2020年6月1日号
当医師会の活動が、理事会も開けないほど無くなっているこのタイミングで、地区だよりを書くとなると、どうしてもsars-cov-2 感染症に触れざるをえない。しかし、戸惑いがある。医師会ML を見る限りでも、京都市を中心に府南部にお住まいの先生方は、文字どおり命懸けで診療にあたっておられると推察される。当医師会では感染は確認されておらず、近隣の医師会でも事例はあったものの感染は広がらなかった。当地区の現況は多くの諸先生方の置かれたものと甚だしく異なっている上に、ウイルスの正体が未だ不明であるから、この文章を書いている今と医報に掲載される時点では、状況が全く異なっている可能性も少なくない。後々書いた内容を取り消したり訂正したりする事態も予想される。当地区の医療状況や、自分自身のsars-cov-2 感染症に対する考えや対策を書き連ねるのが躊躇される理由である。そこで、全く予想もしなかった「pandemic」という非常事態下で、日々の診療で感じたことを書き留めておこうと思う。

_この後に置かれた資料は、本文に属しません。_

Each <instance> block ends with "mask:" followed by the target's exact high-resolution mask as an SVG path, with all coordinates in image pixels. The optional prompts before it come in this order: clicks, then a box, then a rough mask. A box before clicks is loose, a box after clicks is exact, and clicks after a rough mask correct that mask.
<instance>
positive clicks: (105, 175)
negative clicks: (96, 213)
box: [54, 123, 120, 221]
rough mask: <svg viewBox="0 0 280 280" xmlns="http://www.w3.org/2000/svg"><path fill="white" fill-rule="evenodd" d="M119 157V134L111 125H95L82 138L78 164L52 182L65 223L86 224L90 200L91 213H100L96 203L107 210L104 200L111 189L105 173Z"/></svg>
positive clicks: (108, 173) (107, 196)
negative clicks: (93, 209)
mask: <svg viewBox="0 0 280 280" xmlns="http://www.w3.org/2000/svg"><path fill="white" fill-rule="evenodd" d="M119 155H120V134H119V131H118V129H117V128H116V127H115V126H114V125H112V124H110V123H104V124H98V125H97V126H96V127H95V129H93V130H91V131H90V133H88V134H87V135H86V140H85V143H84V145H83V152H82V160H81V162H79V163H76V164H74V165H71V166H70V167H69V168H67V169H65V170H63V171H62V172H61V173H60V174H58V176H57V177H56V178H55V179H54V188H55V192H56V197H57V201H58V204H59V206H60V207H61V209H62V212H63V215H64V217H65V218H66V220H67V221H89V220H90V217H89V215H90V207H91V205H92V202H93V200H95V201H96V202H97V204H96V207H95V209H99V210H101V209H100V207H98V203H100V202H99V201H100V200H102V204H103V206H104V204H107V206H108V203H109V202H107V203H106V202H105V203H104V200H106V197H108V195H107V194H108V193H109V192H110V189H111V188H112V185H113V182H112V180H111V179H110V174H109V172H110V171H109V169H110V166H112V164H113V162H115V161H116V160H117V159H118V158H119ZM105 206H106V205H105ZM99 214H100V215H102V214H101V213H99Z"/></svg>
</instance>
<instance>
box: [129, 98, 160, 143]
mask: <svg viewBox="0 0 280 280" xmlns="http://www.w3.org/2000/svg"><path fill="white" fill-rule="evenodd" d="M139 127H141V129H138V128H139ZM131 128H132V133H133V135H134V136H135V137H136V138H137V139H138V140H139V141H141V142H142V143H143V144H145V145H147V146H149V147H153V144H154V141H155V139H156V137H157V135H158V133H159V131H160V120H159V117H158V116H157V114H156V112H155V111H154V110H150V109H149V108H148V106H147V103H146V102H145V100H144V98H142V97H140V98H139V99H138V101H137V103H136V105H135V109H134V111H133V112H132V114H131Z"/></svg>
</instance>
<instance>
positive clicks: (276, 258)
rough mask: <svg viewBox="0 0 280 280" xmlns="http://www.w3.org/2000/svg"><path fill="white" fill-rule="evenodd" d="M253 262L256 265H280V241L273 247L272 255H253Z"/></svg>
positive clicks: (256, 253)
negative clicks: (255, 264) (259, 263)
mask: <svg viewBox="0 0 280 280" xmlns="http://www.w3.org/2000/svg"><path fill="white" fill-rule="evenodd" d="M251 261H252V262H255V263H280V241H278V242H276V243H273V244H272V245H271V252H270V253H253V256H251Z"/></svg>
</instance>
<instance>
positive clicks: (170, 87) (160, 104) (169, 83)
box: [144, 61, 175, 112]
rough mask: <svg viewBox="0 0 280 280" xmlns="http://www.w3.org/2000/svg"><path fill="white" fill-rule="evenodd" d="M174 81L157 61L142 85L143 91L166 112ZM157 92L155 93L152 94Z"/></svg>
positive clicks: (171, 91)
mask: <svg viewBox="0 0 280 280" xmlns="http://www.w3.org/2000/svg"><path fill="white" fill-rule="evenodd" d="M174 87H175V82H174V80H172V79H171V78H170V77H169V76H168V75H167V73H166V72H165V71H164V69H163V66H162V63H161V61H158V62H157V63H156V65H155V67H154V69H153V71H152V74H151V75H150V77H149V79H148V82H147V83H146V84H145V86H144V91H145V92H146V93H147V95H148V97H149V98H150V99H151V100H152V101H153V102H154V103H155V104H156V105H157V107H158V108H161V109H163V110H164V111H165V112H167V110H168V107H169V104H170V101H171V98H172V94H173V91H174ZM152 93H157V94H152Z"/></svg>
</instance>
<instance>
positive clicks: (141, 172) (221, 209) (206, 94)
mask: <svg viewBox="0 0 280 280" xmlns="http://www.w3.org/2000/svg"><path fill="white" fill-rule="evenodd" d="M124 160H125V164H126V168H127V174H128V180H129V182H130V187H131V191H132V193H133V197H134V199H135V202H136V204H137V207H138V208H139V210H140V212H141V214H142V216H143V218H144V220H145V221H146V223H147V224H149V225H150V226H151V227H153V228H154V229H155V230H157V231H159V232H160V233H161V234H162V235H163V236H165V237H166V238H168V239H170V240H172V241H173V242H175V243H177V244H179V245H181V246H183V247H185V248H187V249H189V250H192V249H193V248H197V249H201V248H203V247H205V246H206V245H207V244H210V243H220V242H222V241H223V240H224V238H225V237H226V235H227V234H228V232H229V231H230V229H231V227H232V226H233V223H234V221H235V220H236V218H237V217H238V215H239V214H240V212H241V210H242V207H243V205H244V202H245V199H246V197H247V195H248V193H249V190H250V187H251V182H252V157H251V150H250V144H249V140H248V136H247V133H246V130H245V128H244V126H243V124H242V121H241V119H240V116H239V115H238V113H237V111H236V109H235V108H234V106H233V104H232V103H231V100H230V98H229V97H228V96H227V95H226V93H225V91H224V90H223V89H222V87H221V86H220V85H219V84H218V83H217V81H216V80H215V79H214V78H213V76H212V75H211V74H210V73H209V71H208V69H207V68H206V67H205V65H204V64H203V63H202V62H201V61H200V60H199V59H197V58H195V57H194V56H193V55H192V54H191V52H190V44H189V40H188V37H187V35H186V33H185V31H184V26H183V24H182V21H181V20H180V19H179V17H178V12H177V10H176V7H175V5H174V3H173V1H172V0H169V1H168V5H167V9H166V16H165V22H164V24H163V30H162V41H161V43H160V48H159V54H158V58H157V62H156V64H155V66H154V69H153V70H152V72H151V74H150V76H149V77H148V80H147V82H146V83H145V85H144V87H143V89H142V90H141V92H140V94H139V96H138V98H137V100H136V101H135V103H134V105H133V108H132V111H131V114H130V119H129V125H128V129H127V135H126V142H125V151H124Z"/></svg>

某新聞に載った辛酸なめ子氏のコラムのタイトルが「都会の『没落』価値が転換」であった。「おしゃれなカフェ」、「インスタ映えする写真」、「華やかに見える生活」が無くなって「地方の人に優越感を覚えていた」のが「没落」し、「価値観」が転換したそうだ。何とも浅薄な価値観だな、と驚くが、感染者ゼロの岩手県まで非常事態宣言に含めてしまう感染対策を経験すると、政府も同レベルでは?との疑念が浮かぶ。何時ものことではあるが、「東京は日本」だが「東京が日本」では無いことがわかっていないらしい。他府県への移動制限にしても、当地区でいえば、京都市との移動よりは、生活圏にある隣県豊岡市との移動の方が感染拡大の危険性は少ないだろう。学校医の立場では、児童数が激減しそもそも「密」になりえない当市の学校を、いつまで休校させねばならないのか、根拠を求めるに窮している。
他国と比べれば圧倒的に少ない感染者数でありながら、医療崩壊が危惧されている。ICU が足りない。人工呼吸器が、ECMO が、PPE が足りない。おまけに保健所の人手まで足りない。財政赤字を理由に、医療費をはじめ社会保障費を削った結果なのは間違いない。危機管理と経済合理性は両立しないことが実証された。財政赤字は本当に国の借金なのか、借金ならば国は一体誰に借りているのか、良く考えねばならない。
変わらず来院される患者さん達は、感染症対策についてアドバイスすると、真剣に耳を傾けてくださる。言われたことを鵜吞みにするのではなく、しっかりした説明を求めている、そういう変化が感じられる。
かつてない非日常、非常事態の中で、実際には何も起こっていない我が田舎でも、人々の考えは変わってきている。この厄介なウイルスが、20 年以上の長期にわたる停滞、退化に陥った日本が、低迷から抜け出すきっかけになるのではないか、と期待して、丁寧な説明を心掛け日々診療している。